Sunday, August 17, 2008

The Georgian / Russian Conflict and International Law

There is an excellent article at Opinion Juris on an international legal view of the conflict in Georgia.

Chris Borgen takes an excellent look at the issues surrounding the possible secession movement in South Ossetia and implications in international law.

Borgen rightly notes that secession tends to be a matter of internal, domestic law but can spill over into the international arena. This is a fact of which the Russians appear to have cynically taken advantage.

Borgen goes on to address the Russian's strongest argument - that interference in Georgia is justified similarly to NATO's interference between Serbia & Kosovo.
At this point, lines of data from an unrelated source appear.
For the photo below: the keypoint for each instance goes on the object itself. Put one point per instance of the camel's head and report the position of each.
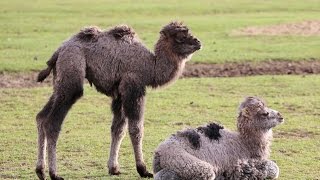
(254, 114)
(180, 39)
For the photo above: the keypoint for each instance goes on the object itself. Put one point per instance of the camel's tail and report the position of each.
(51, 63)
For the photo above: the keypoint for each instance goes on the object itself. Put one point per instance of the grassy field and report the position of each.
(31, 31)
(84, 142)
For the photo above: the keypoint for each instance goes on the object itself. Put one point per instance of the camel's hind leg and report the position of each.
(68, 88)
(118, 128)
(132, 93)
(42, 115)
(65, 97)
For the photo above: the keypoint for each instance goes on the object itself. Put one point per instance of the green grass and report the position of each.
(85, 139)
(33, 30)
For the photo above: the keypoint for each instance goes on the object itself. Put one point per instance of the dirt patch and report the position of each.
(305, 28)
(249, 69)
(27, 80)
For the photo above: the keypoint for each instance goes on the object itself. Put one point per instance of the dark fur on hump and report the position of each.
(89, 33)
(122, 31)
(192, 136)
(211, 131)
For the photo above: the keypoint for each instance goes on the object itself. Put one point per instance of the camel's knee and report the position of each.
(272, 170)
(165, 174)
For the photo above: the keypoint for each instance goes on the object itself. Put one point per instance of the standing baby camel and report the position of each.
(212, 152)
(118, 65)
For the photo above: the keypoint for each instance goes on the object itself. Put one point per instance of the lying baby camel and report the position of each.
(212, 152)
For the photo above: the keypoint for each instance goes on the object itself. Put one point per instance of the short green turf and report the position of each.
(83, 146)
(31, 31)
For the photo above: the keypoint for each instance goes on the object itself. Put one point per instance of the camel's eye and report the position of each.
(265, 114)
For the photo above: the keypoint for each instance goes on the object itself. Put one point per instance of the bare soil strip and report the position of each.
(28, 80)
(305, 28)
(250, 69)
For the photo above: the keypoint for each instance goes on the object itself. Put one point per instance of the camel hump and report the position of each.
(122, 31)
(89, 33)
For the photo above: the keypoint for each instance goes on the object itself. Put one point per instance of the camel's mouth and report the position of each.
(281, 120)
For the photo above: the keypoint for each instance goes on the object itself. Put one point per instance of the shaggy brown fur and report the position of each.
(118, 65)
(212, 152)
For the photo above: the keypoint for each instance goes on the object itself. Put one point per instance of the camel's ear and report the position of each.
(244, 112)
(164, 33)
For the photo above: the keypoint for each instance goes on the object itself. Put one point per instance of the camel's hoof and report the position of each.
(142, 170)
(114, 171)
(40, 173)
(55, 177)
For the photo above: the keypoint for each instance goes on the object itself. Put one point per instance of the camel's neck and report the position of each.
(257, 143)
(168, 65)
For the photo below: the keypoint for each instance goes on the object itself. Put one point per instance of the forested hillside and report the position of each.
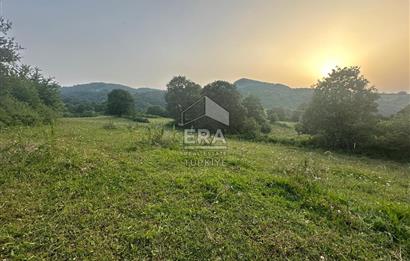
(279, 95)
(96, 93)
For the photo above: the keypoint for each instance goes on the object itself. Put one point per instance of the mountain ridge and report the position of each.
(271, 95)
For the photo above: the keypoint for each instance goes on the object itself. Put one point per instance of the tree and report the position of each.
(254, 109)
(181, 93)
(226, 95)
(393, 135)
(119, 103)
(26, 96)
(342, 110)
(272, 116)
(156, 110)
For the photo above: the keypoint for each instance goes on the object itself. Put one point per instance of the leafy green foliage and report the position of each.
(254, 109)
(75, 192)
(120, 103)
(157, 110)
(342, 111)
(27, 98)
(393, 135)
(290, 99)
(96, 94)
(181, 93)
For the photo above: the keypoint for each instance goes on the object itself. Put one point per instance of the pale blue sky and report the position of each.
(145, 43)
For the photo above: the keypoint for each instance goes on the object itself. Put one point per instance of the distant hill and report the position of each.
(270, 94)
(279, 95)
(97, 92)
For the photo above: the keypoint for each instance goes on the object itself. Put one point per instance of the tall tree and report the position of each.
(227, 96)
(120, 102)
(181, 93)
(342, 110)
(26, 96)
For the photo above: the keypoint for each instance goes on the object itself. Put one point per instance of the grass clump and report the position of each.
(82, 193)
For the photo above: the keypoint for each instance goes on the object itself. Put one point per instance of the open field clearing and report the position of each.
(106, 188)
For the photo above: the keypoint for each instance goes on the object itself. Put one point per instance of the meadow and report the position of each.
(104, 188)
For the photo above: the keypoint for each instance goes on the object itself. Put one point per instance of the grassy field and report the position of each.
(103, 188)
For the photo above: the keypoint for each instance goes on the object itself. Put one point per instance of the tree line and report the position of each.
(26, 96)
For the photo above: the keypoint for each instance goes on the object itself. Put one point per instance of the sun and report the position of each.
(328, 66)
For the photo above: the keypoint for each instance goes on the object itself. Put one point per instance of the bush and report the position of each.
(140, 119)
(266, 128)
(156, 110)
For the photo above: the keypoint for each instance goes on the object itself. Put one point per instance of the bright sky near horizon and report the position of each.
(145, 43)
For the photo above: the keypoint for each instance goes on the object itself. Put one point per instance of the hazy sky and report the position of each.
(145, 43)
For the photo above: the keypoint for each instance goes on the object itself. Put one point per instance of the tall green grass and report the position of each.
(81, 190)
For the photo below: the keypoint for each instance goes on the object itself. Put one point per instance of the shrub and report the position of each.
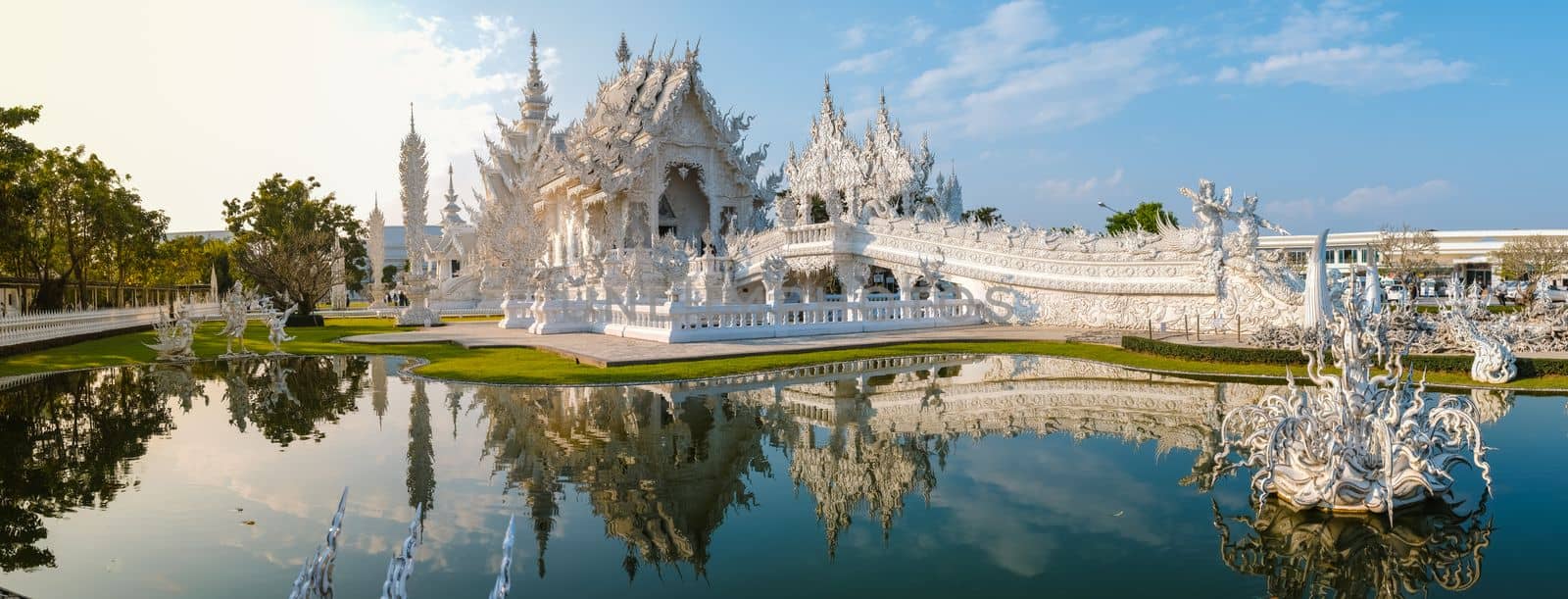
(1212, 353)
(1238, 355)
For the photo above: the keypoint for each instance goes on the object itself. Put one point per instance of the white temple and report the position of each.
(647, 219)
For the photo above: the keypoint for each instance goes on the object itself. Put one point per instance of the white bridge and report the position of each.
(902, 274)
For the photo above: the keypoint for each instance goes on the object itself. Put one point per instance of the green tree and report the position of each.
(1145, 217)
(67, 217)
(987, 215)
(1407, 253)
(18, 190)
(1536, 258)
(287, 240)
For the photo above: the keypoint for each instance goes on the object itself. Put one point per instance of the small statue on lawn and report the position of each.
(274, 328)
(174, 337)
(235, 313)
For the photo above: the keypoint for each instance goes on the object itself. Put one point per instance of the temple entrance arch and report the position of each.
(684, 206)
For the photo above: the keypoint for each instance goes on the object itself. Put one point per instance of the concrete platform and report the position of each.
(606, 350)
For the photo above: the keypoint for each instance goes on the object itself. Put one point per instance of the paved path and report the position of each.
(606, 350)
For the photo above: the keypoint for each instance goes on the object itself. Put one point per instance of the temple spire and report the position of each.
(535, 77)
(452, 209)
(623, 54)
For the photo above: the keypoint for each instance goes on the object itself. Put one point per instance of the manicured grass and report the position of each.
(524, 366)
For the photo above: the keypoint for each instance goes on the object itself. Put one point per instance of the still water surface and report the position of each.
(943, 475)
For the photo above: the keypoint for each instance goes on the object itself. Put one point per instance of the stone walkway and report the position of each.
(606, 350)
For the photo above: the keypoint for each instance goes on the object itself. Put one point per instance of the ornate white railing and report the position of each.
(38, 326)
(729, 322)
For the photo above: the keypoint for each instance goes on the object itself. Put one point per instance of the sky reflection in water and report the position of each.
(914, 475)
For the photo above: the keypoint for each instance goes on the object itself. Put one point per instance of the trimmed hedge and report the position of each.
(1238, 355)
(1494, 309)
(1212, 353)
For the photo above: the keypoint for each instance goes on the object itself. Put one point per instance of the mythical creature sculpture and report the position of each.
(235, 313)
(1494, 358)
(1350, 556)
(402, 564)
(1353, 441)
(316, 575)
(176, 337)
(274, 328)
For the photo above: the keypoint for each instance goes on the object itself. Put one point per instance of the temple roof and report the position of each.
(629, 120)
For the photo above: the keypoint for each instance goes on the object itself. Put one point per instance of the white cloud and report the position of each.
(1004, 74)
(496, 30)
(917, 30)
(854, 36)
(1385, 198)
(1303, 30)
(1070, 86)
(201, 101)
(1360, 68)
(1074, 190)
(1330, 47)
(980, 54)
(913, 31)
(866, 63)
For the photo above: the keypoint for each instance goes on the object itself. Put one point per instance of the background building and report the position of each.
(1466, 253)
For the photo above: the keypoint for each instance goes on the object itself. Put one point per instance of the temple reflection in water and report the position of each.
(663, 465)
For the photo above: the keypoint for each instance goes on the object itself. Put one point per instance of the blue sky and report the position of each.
(1341, 115)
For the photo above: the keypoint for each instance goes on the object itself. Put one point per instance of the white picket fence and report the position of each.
(38, 326)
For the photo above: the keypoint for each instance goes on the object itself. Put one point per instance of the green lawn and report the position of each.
(541, 368)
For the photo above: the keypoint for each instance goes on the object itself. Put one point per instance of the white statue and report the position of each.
(1494, 358)
(176, 337)
(235, 313)
(1353, 441)
(274, 328)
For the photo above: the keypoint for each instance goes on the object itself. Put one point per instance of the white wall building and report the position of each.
(1466, 251)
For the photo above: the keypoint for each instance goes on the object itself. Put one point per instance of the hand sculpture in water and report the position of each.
(1353, 441)
(176, 337)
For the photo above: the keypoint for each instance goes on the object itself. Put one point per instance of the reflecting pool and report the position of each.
(933, 475)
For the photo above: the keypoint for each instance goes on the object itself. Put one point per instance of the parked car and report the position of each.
(1509, 290)
(1556, 293)
(1396, 292)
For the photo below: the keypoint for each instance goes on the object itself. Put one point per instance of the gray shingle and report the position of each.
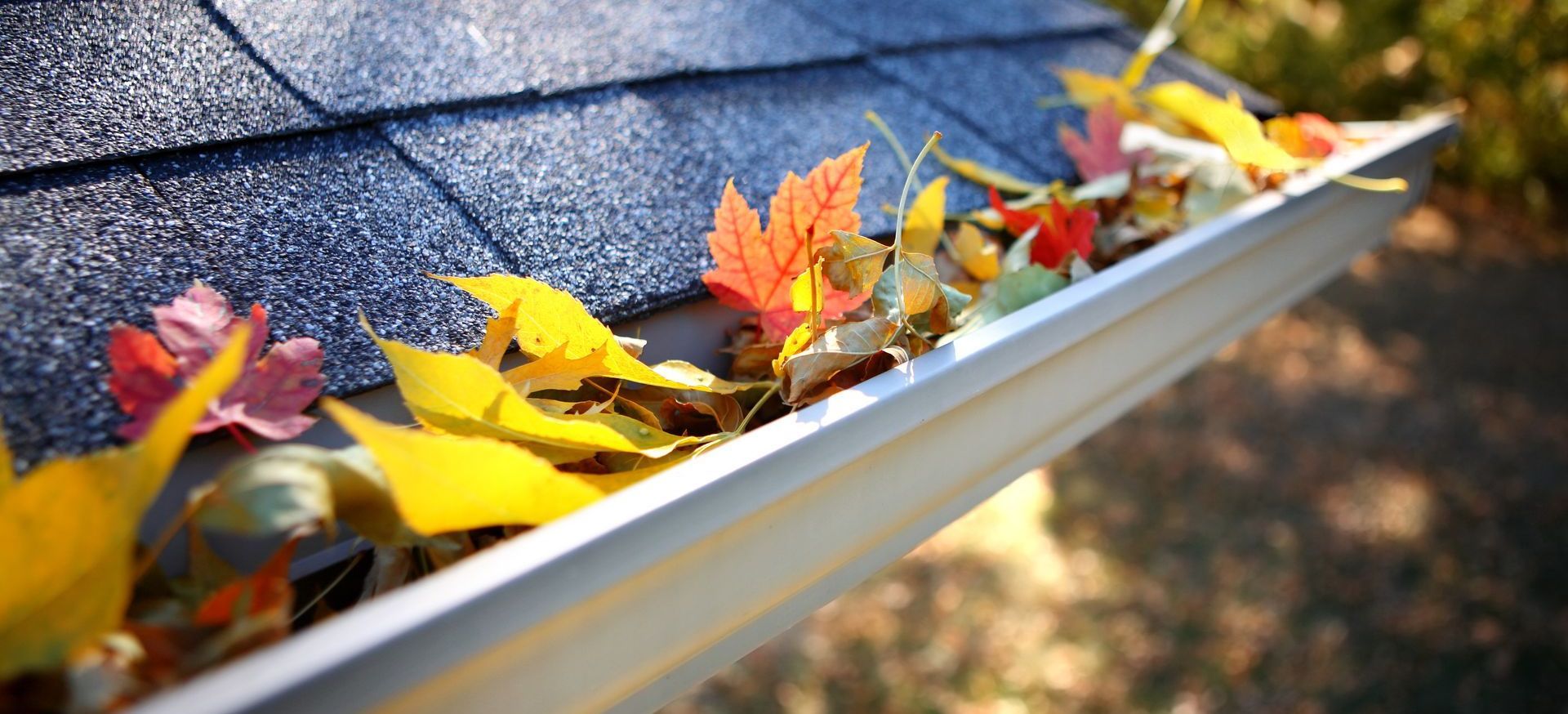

I find Borgen's analysis to be spot on and Opinio Juris has done a thorough job reviewing the international legal aspects of this tragic affair - much more thorough than I could do.

How does this affect you?

As for North Americans, like most international affairs, the Georgian / Russian conflict has a direct impact on oil prices. Russia is the world's largest exporter of natural gas and the world's second largest oil exporter. Europe is the largest consumer of that oil.

Georgia has one of the few pipelines in the region that is not controlled by Russia. Should Russia succeed in annexing Georgia (or destroying the pipeline), they will have tightened their control on the regional oil exports. Russia will control a spigot they can turn to manipulate oil prices at a whim. Europe will have no choice but to buy oil from Russia or the global market - taking oil that would normally be sold elsewhere.

This means that North Americans would see a shrinking supply of oil and increased prices. So far, falling demand and quick diplomacy from the European Union has prevented a lasting price shock, but tensions still exist. Any resumption of blatant hostilities will lead to a rise in prices at the gas pump.

As a side note, U.S. diplomacy seems to be especially ineffective. The U.S. military invasion of Iraq on trumped up pretenses have given other would be conquerers a powerful rhetorical weapon to through back in the U.S.'s face. We've given a the tinpot dictators of the world cover for blatant acts of illegal aggression. We'll regret this for decades to come.